Environmentalists all over the globe are concerned that the Brazilian Amazon, one of the last untouched areas of the world's largest wilderness will be spoiled by oil prospection. Brazil has announced plans to search for oil and natural gas in the country's remote western Amazon.
Brazil's National Petroleum Agency, ANP, plans to invest an estimated US$ 30 million to look for oil and gas in Acre, an Amazon state bordering Bolivia, the government news agency Agência Brasil announced Saturday, October 20.
ANP director, Getúlio Silveira Leite, told a congressional committee that the work in Acre is part a broader push to find oil in the Amazon, according to the official news agency.
"We must increase research in the region to discover the petroleum potential of the nine Amazon states," Silveira Leite said.
But environmental officials said no study had been done to assess how the search will affect the Amazon.
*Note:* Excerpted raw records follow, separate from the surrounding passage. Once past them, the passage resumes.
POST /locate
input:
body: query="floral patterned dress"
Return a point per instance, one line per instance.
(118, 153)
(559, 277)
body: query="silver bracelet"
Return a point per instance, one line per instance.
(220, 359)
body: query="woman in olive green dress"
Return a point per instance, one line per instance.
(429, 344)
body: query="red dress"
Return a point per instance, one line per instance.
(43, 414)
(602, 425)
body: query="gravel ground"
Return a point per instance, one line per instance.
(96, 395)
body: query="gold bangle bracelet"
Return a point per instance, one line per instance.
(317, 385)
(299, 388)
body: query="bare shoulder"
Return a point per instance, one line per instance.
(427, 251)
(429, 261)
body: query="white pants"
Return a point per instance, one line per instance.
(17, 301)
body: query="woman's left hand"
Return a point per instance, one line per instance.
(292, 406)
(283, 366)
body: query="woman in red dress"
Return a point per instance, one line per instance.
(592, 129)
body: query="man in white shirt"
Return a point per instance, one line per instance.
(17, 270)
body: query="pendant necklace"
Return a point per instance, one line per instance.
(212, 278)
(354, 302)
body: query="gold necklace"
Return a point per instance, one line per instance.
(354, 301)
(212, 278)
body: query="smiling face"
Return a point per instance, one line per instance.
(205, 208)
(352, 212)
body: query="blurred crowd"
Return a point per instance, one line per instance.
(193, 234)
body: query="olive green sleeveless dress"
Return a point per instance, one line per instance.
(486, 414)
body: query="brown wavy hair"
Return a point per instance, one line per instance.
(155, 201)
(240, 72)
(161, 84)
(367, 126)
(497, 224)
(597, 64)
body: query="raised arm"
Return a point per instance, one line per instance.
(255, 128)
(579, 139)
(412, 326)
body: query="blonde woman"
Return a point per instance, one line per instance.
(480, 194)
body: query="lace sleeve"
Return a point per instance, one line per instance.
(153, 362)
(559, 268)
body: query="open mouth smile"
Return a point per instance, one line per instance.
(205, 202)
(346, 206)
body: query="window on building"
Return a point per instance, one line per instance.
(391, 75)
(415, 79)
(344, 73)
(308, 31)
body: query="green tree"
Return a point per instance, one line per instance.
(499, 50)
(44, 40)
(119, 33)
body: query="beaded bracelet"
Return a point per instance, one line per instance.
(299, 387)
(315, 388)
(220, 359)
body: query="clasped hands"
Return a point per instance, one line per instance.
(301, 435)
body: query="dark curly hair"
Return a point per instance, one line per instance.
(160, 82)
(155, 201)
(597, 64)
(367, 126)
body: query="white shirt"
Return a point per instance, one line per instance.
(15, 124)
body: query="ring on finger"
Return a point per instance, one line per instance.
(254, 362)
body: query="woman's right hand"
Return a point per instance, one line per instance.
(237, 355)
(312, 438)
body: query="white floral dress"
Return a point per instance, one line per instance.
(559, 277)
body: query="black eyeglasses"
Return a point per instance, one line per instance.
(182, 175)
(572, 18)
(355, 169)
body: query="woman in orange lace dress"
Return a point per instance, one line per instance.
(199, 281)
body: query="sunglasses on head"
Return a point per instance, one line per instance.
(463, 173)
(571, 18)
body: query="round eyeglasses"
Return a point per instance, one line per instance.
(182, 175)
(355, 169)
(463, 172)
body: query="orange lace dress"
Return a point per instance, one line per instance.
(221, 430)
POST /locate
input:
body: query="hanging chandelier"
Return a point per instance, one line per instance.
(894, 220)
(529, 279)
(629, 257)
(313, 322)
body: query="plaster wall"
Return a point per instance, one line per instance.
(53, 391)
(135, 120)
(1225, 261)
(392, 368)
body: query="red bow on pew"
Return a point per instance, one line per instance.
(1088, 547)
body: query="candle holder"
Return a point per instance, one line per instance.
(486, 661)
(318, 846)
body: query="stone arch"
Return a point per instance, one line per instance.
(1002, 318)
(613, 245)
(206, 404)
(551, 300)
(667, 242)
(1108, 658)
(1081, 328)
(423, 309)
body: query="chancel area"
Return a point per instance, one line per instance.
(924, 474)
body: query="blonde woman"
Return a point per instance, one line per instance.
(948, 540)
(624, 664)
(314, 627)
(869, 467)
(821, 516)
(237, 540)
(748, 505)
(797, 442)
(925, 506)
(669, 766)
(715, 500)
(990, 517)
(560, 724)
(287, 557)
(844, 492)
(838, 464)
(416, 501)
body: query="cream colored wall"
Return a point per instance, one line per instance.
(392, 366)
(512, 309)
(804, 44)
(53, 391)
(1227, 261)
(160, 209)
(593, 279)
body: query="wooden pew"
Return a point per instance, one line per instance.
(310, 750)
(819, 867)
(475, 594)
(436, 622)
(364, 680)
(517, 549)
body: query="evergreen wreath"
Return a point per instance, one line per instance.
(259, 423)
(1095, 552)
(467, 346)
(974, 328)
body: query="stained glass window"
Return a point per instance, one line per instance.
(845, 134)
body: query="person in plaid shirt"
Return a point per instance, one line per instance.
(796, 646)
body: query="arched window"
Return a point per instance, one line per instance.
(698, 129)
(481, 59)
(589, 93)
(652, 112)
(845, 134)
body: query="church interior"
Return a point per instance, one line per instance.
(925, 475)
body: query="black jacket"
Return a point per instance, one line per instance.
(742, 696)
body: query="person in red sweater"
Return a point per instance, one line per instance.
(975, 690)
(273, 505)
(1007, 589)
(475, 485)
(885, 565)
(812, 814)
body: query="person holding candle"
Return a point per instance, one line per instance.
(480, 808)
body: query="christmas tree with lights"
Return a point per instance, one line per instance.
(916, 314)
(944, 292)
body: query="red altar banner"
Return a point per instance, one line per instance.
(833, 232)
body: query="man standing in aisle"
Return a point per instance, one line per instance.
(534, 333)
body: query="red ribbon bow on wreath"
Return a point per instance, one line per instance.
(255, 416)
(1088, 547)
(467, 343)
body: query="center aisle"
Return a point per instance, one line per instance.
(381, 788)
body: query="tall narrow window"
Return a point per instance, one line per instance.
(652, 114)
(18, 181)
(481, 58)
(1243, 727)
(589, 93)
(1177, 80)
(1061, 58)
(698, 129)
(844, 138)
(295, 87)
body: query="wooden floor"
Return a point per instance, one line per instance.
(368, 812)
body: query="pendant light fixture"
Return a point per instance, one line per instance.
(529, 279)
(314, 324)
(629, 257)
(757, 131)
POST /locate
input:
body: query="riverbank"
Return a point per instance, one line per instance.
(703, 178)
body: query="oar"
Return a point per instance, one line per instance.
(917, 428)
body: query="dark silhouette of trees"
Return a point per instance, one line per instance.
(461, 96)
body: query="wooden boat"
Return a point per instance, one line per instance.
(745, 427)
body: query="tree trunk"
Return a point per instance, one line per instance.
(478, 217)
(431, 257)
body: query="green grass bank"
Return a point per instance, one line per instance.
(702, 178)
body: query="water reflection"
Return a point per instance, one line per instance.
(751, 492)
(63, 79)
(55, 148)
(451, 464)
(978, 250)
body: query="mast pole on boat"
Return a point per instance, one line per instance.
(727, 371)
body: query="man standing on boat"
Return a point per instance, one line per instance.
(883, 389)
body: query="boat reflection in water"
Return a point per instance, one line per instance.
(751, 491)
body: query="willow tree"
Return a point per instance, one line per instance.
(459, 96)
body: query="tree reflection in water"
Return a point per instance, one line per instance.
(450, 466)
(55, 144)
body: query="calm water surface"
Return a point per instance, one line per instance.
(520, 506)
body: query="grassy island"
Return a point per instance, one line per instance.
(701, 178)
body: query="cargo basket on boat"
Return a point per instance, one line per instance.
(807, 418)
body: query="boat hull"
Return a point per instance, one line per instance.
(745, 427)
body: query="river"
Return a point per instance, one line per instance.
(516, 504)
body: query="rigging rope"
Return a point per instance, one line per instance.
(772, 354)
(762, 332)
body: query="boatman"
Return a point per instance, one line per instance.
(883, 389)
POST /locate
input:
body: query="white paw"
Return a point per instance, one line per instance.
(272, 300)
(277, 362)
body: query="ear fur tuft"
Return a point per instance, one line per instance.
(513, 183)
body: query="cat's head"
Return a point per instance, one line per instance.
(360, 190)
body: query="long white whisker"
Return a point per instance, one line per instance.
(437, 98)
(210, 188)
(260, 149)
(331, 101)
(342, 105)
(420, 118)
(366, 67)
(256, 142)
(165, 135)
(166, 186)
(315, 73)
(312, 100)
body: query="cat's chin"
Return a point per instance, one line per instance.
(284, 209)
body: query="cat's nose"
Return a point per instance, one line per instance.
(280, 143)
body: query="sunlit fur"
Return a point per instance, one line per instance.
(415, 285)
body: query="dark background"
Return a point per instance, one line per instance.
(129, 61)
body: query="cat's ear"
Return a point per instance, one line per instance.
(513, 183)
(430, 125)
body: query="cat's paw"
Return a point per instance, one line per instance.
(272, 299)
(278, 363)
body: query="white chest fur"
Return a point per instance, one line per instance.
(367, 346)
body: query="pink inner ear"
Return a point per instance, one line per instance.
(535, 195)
The region covers some 4 million square kilometers (1,544 sq miles) but its natural resources are under constant pressure from loggers, miners and farmers.
"It's necessary to examine how this will be done, on what scale and in what areas," said João Paulo Capobianco, the Environment Ministry's executive secretary. "In theory, there are methodologies and technologies that allow this activity without environmental damage."
The Acre state Federation of Industries has endorsed the project, but some in the region question whether the government will take care to preserve the environment.
"Development brings damage," Acre congressman Marcelo Serafim said. "It destroyed the Atlantic forest, it ruined much of the Pantanal (wetlands), and that's not what we want or defend."
But Serafim added: "If the Brazilian government and the world want the Amazon preserved, the world has to give us conditions to preserve the Amazon. And it hasn't."
Brazilian government managed oil company Petrobras currently produces oil and gas in the Amazon city of Coari. The federal government is also building a pipeline through the rainforest to carry the gas to the Amazonas capital of Manaus, a city of 1.5 million.